A One Health/Planetary Health approach is key to global child health

The COVID-19 pandemic has highlighted the global community’s lack of preparedness for the next viral pandemic, given the political and socio-economic impacts of the current crisis. Unfortunately, we may not have time to prepare for impending new pandemics, as the global spread of highly pathogenic avian influenza H5N1 viruses has resulted in the culling or death of tens of millions of poultry and wild birds since 2022.^203,204 The increasing mammalian spillover of H5N1, although still inefficient at human transmission, raises concerns about the ability of the virus to evolve as a more transmissible pathogen to mammals, including humans. The threat of another pathogen outbreak is compounded by the spread of misinformation and disinformation in a globally interconnected society. Moreover, the effects of climate change disproportionately impact under-served communities with scarce resources, resulting in widened gaps in health equity.
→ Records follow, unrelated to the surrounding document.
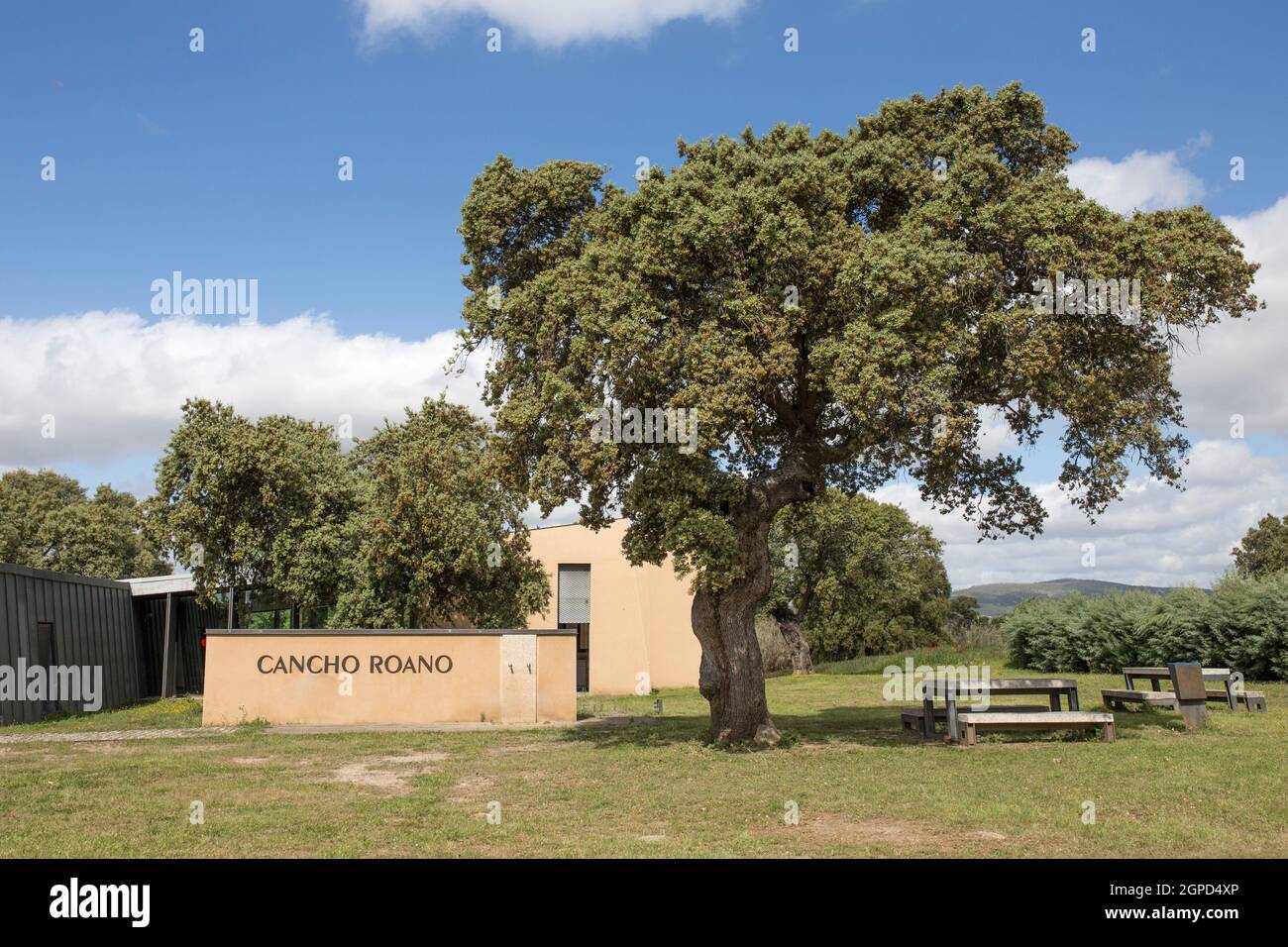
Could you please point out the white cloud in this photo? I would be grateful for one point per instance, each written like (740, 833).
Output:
(1236, 368)
(1155, 535)
(1142, 180)
(115, 382)
(549, 22)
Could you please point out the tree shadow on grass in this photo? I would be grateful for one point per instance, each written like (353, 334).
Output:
(841, 727)
(828, 725)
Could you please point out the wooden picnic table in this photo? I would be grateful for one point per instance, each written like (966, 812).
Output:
(949, 690)
(1155, 676)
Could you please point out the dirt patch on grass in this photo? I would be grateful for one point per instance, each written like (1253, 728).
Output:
(516, 748)
(469, 788)
(104, 748)
(900, 836)
(415, 758)
(387, 774)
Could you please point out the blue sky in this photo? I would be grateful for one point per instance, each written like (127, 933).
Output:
(223, 163)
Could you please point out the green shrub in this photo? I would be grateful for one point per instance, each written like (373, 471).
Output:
(1241, 625)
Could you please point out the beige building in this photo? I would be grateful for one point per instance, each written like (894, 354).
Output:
(632, 622)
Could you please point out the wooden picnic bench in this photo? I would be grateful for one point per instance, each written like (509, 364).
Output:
(971, 723)
(949, 690)
(1155, 697)
(913, 718)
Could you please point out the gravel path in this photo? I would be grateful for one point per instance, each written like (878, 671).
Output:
(101, 736)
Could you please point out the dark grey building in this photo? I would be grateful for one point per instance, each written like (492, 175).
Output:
(123, 641)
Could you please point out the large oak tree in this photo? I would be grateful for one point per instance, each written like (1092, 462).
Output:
(837, 308)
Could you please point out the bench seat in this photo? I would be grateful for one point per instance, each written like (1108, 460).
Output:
(971, 723)
(1253, 699)
(1154, 698)
(912, 718)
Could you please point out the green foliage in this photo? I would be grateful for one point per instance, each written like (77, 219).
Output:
(964, 609)
(1263, 549)
(253, 504)
(438, 541)
(867, 579)
(1243, 625)
(820, 299)
(395, 534)
(48, 522)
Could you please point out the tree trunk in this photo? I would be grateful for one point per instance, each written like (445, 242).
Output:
(797, 644)
(732, 676)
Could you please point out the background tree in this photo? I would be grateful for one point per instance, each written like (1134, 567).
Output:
(254, 504)
(867, 579)
(1263, 549)
(438, 541)
(48, 522)
(837, 308)
(962, 612)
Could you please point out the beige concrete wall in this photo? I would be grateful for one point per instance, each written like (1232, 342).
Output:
(639, 616)
(510, 677)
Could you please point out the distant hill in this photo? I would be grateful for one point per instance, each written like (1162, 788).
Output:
(1000, 598)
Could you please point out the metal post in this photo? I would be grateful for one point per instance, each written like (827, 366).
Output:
(170, 651)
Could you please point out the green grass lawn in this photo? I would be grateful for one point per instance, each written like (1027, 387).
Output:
(862, 785)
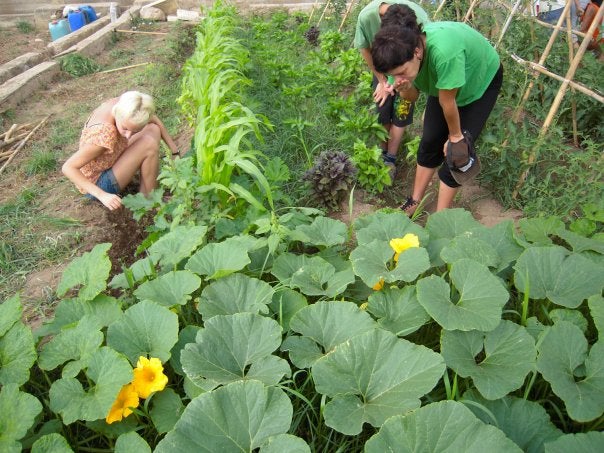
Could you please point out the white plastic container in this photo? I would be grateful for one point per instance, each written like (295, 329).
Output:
(113, 12)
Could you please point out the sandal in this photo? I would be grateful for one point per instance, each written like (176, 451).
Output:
(409, 206)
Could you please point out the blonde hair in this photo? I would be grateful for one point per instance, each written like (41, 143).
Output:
(134, 106)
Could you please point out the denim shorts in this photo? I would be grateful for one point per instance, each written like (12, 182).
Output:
(106, 182)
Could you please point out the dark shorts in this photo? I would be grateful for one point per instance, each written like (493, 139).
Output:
(473, 117)
(395, 110)
(106, 182)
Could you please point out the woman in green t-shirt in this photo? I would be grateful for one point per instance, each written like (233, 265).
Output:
(460, 72)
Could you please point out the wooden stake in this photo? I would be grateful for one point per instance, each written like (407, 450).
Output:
(324, 9)
(122, 68)
(313, 10)
(18, 148)
(9, 132)
(13, 140)
(345, 15)
(141, 32)
(546, 51)
(558, 99)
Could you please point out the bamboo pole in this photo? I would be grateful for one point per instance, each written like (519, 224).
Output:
(558, 99)
(546, 51)
(18, 148)
(345, 15)
(324, 9)
(314, 6)
(470, 10)
(107, 71)
(573, 102)
(17, 129)
(576, 85)
(508, 21)
(13, 140)
(141, 32)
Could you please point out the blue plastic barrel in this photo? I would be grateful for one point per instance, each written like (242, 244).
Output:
(58, 29)
(89, 12)
(77, 19)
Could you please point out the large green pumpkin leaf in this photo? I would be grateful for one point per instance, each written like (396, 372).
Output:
(173, 288)
(186, 335)
(478, 305)
(217, 260)
(104, 309)
(166, 410)
(131, 442)
(239, 417)
(17, 354)
(525, 422)
(323, 231)
(51, 443)
(446, 426)
(18, 411)
(320, 278)
(326, 324)
(553, 273)
(563, 350)
(76, 343)
(372, 377)
(590, 442)
(581, 243)
(286, 265)
(145, 329)
(10, 313)
(509, 355)
(235, 293)
(177, 245)
(109, 371)
(596, 308)
(285, 304)
(282, 443)
(91, 271)
(398, 310)
(386, 226)
(235, 347)
(501, 238)
(373, 262)
(468, 246)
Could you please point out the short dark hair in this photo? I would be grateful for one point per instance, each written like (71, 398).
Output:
(396, 41)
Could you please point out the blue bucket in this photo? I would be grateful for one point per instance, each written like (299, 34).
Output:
(77, 19)
(58, 29)
(89, 12)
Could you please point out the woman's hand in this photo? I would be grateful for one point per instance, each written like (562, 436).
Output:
(110, 201)
(382, 91)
Experts fear that climate change could increase the geographic spread of Aedes aegypti, causing a shift from long-standing infectious diseases of certain locations, such as malaria spread by Anopheles mosquitoes, to more arboviral diseases with limited vaccines and therapeutics.²⁰⁵ Preparing for low-probability, high-risk events, such as “Disease X”, will be of increasing importance. Addressing these issues requires international governmental partnerships that adopt a One Health/Planetary Health framework and ensure equitable distribution of resources, thereby preventing the disproportionate burden of emerging and re-emerging viral infectious diseases on all populations and especially children.

Author contributions

S.A.H. and Y.A.M. equally contributed to the conception and design, drafting and revising, and final approval of the version submitted.

Funding

S.A.H. is supported in part by the National Institutes of Health under the National Institute of Allergy and Infectious Diseases grant T32AI007502, as well as by the Stanford Maternal and Child Health Research Institute.

Data availability

Data sharing is not applicable to this article as no datasets were generated or analyzed during the current study.

Competing interests

Y.A.M. reports no competing interests. Y.A.H. reports funding from Pfizer grants as PI for COVID-19 vaccine trials and for maternal RSV vaccine trials, hourly payment as a member of a Pfizer Data Safety Monitoring Board, and honorarium from NIH/NIAID/ACTIV as a member of a Data Safety Monitoring Board.